No ano passado, as autoridades de Xangai ajudaram a estabelecer o site de coleta de dados da AgiBot, fornecendo instalações sem aluguel onde cerca de cem robôs operados por 200 humanos trabalham diariamente.
A instalação da AgiBot permite coletar dados de alta qualidade e direcionados, que podem ser usados para treinar seu modelo de IA incorporada, disse Yao.
A MagicLab, outra startup de humanoides, disse em uma entrevista que seu foco nos cérebros dos robôs permitiu que recentemente começasse a implantar protótipos em linhas de produção para tarefas como inspeção de qualidade, manuseio de materiais e montagem.
A vantagem mais clara da China, no entanto, é sua dominação do hardware que compõe um humanoide.
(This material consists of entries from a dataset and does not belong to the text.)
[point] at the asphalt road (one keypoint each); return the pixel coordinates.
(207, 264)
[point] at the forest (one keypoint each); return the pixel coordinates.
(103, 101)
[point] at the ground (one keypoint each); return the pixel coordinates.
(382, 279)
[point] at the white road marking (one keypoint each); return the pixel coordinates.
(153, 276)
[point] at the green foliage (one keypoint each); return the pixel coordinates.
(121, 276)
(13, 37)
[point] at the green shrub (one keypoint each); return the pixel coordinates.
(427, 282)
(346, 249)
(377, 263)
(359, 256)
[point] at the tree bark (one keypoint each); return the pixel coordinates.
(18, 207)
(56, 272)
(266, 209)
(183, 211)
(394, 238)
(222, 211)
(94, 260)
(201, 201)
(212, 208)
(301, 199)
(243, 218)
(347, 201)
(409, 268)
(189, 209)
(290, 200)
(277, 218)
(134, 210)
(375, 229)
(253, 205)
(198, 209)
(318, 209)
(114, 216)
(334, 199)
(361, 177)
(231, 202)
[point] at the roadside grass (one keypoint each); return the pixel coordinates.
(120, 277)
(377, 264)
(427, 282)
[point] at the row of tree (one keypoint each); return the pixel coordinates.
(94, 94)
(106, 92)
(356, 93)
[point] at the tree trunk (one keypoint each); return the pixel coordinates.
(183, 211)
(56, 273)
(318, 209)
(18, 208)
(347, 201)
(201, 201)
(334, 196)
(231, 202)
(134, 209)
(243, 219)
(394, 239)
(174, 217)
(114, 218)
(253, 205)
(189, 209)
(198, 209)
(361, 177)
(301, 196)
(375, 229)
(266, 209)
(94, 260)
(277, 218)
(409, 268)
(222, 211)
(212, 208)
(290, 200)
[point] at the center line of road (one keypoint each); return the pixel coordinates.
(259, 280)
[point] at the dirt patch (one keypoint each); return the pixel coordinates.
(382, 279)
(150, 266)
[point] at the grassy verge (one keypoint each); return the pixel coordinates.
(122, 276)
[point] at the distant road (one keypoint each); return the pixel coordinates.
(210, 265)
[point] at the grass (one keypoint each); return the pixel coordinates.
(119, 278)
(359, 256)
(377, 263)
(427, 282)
O país é capaz de fabricar até 90% dos componentes humanoides, reduzindo as barreiras de entrada.
Como resultado, a China agora responde pela maioria dos fabricantes trabalhando em tais projetos globalmente e domina a cadeia de suprimentos, de acordo com o Morgan Stanley.
O setor viu uma explosão de novas empresas. Em 2024, 31 empresas chinesas apresentaram 36 modelos humanoides concorrentes contra oito por empresas dos EUA.
Pelo menos seis empresas na China, incluindo líderes de mercado como Unitree e UBTech, disseram que entraram em produção em massa ou estão se preparando para fazê-lo este ano.
EMPREGOS EM RISCO?
Embora o setor ainda esteja incipiente, legisladores chineses começaram a discutir as implicações de longo alcance que os robôs humanoides inteligentes poderiam ter para a força de trabalho.
Cerca de 123 milhões de pessoas trabalham na manufatura na China. No Congresso Nacional do Povo deste ano, o especialista em seguridade social Zheng Gongcheng alertou que o desenvolvimento de robôs e IA afetaria cerca de 70% do setor manufatureiro, podendo levar a um declínio nas contribuições para a seguridade social.
Apesar das preocupações sobre o impacto nos empregos, Pequim vê a tecnologia como fundamental para preencher a escassez de mão de obra em áreas como cuidados com idosos. O governo publicou um plano nacional em dezembro incentivando a integração de robôs humanoides no setor.
“Os robôs em cinco ou 10 anos poderiam organizar o quarto de um residente, pegar um pacote ou até transferir pessoas de uma cama para um banheiro”, disse Yao, da AgiBot.